Mom was diagnosed with Stage IV metastatic Rectal Cancer (metastasis to the liver) in November 2006. She immediately started treatment in Kerrville, Texas at the Cancer Care Center of South Texas. She received chemotherapy treatment of 5-FU and a series of radiation treatments to shrink the primary tumor prior to surgery. Shortly after the new year 2007, she underwent surgery to remove the primary rectal tumor and at that time Mom received her colostomy. Her tumor was very low so required a permanent colostomy. Dr. Barrington, her oncologist in Kerrville, did not specialize in colorectal cancer so we started looking elsewhere to find one. We felt it was important since Mom’s cancer was so advanced to find someone who dealt with her type of cancer and metastasis on a regular basis.

We initially tried to get into MD Anderson in Houston, Texas because it is known to be the best and it was located fairly close to them. But we didn’t have much luck. They put us on a wait list and the weeks dragged on so we moved to Plan B which included anywhere else. There had just been a new hospital built in Colorado called the University of Colorado Cancer Center, their Anschutz Medical Campus. We found a doctor there, Dr. Madeline Kane, who specialized in metastatic colorectal cancer. And she was accepting patients right away. So long story short, Mom moved to Colorado to receive treatment. She is currently staying in the small 2nd bedroom of her mother’s condo. Thank you Grandma! It has been a tremendous change for both of them but they are taking it very well. As soon as Mom healed from her colostomy surgery, which took MUCH longer than hoped, she began treatment at the new hospital in Colorado.

Mom recently completed 12 treatments (around 7 months) of Folfox, used in conjunction with Avastin. These treatments were given on a 2-week rotation (when Mom’s platelets cooperated, 3-weeks if not). She receives the chemo in the infusion room over a 4-6 hour period as well as wearing a chemotherapy pump for 3 days. She was taken off of the Avastin for a couple of treatments because she was having bleeding problems on the Avastin, which is a common side effect. Her’s were related to her colostomy and even required and emergency room visit and a two-day hospital stay. To try to increase Mom’s blood platelet levels as well as her red and white blood cells (thrombocytopenia), Dr. Kane prescribed Mom Neumega and Neulasta shots. She gets the Neulasta shots after she receives her chemo and receives the Neumega shots every day. Which means she has to go to the hospital EVERY day. Both of these shots cause her a lot bone pain, exhaustion, and weakness.
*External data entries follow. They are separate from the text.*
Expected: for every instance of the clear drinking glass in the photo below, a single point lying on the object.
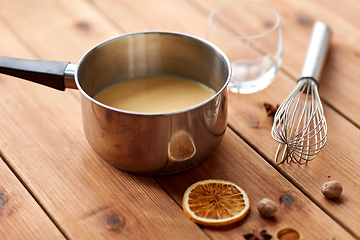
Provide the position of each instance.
(250, 35)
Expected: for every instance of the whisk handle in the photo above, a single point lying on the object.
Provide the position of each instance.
(316, 52)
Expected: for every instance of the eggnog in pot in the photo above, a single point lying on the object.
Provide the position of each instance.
(155, 94)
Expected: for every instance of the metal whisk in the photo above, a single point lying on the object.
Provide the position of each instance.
(299, 124)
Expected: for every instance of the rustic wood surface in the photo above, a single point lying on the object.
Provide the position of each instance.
(53, 186)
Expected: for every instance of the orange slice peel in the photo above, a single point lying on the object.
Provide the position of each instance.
(215, 202)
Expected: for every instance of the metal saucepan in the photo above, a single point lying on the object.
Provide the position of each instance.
(135, 142)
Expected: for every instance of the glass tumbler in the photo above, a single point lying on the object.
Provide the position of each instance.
(250, 35)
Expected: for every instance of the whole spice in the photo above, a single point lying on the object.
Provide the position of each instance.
(254, 236)
(331, 189)
(267, 207)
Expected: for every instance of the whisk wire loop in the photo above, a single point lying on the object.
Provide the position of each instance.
(299, 124)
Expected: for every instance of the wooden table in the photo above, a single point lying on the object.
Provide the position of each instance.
(53, 186)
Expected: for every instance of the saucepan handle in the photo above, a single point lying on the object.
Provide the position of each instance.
(55, 74)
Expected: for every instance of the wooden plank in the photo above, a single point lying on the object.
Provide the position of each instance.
(235, 161)
(43, 141)
(65, 159)
(338, 160)
(247, 114)
(339, 83)
(20, 215)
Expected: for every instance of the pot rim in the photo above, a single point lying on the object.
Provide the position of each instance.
(217, 49)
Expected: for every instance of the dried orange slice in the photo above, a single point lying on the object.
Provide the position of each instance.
(181, 147)
(215, 202)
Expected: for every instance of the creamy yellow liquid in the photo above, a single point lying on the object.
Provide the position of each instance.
(157, 94)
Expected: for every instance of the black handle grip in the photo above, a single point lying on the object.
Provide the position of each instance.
(48, 73)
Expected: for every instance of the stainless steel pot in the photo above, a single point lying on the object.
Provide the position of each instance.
(136, 142)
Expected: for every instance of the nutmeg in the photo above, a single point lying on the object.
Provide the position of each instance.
(331, 189)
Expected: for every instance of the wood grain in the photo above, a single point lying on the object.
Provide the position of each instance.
(20, 215)
(235, 161)
(43, 141)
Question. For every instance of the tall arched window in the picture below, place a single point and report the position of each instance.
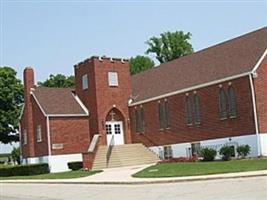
(197, 109)
(222, 104)
(232, 102)
(189, 110)
(166, 114)
(136, 121)
(140, 120)
(142, 116)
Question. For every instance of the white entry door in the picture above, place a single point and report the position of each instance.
(115, 130)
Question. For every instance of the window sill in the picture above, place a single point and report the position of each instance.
(222, 119)
(198, 124)
(233, 117)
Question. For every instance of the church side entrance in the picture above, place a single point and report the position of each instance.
(114, 131)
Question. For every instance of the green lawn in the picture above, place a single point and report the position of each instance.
(60, 175)
(201, 168)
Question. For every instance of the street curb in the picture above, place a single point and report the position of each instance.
(134, 183)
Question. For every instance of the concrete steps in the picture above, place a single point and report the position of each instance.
(124, 155)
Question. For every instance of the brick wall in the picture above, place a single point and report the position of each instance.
(261, 96)
(211, 126)
(71, 132)
(100, 97)
(27, 117)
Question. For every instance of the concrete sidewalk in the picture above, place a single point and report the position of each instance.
(123, 176)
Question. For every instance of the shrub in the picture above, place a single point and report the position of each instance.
(15, 155)
(208, 154)
(180, 159)
(75, 165)
(25, 170)
(227, 152)
(243, 150)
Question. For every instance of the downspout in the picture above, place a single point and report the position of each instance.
(48, 139)
(255, 113)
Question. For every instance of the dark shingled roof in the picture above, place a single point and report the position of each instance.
(233, 57)
(57, 101)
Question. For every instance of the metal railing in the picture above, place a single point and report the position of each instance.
(94, 143)
(109, 151)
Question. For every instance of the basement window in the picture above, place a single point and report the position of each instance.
(39, 133)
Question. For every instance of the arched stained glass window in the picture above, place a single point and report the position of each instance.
(189, 110)
(222, 104)
(197, 109)
(232, 102)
Mom is now receiving Folfuri in conjunction with the Avastin. These treatments are given on a 2-week rotation similar to her previous treatments of Folfox. After 4 of these treatments, approximately 8 weeks (depending on Mom’s platelets and blood counts) they will take another PetScan. We are hoping for good results! She still receives the Neumega and Neulasta shots regularly and jokes that now the chemo days are the “good days” and the 10 days that she receives the shots are her bad days. Dr. Kane is talking about introducing the radioactive beads into the liver after Mom completes these cycles of treatment. The radioactive beads will help target the lesions on the liver and try to knock them down. The eventual goal is liver resection surgery or remission without surgery!